🤖 AI Summary
Vision-Language-Action (VLA) models exhibit significantly degraded object reference and localization performance under complex or out-of-distribution scenarios when relying solely on textual prompts. Method: We propose Point-VLA, a framework that explicitly incorporates visual prompts—such as bounding boxes—into the VLA pipeline to enable joint text-visual referring expression grounding, thereby improving pixel-level object localization and embodied control accuracy. Contributions/Results: (1) A plug-and-play visual prompt fusion architecture enabling modular integration of diverse visual cues; (2) A low-overhead automated visual annotation pipeline for scalable synthetic data generation and precise grounding supervision; (3) An end-to-end joint fine-tuning strategy. Experiments demonstrate that Point-VLA substantially outperforms text-only VLA baselines across multiple real-world referring tasks, achieving marked improvements in robustness and generalization—particularly in cluttered environments and with previously unseen objects.
📝 Abstract
Vision-Language-Action (VLA) models align vision and language with embodied control, but their object referring ability remains limited when relying solely on text prompt, especially in cluttered or out-of-distribution (OOD) scenes.
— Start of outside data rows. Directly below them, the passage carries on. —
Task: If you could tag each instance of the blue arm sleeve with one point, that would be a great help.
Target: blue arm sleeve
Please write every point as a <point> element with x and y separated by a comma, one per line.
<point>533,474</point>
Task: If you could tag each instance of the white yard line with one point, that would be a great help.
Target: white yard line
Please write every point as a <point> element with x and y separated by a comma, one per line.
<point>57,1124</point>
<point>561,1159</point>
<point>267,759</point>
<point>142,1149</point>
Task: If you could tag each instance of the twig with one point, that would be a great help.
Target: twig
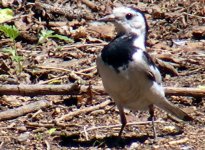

In this study, we introduce the Point-VLA, a plug-and-play policy that augments language instructions with explicit visual cues (e.g., bounding boxes) to resolve referential ambiguity and enable precise object-level grounding. To efficiently scale visually grounded datasets, we further develop an automatic data annotation pipeline requiring minimal human effort. We evaluate Point-VLA on diverse real-world referring tasks and observe consistently stronger performance than text-only instruction VLAs, particularly in cluttered or unseen-object scenarios, with robust generalization. These results demonstrate that Point-VLA effectively resolves object referring ambiguity through pixel-level visual grounding, achieving more generalizable embodied control.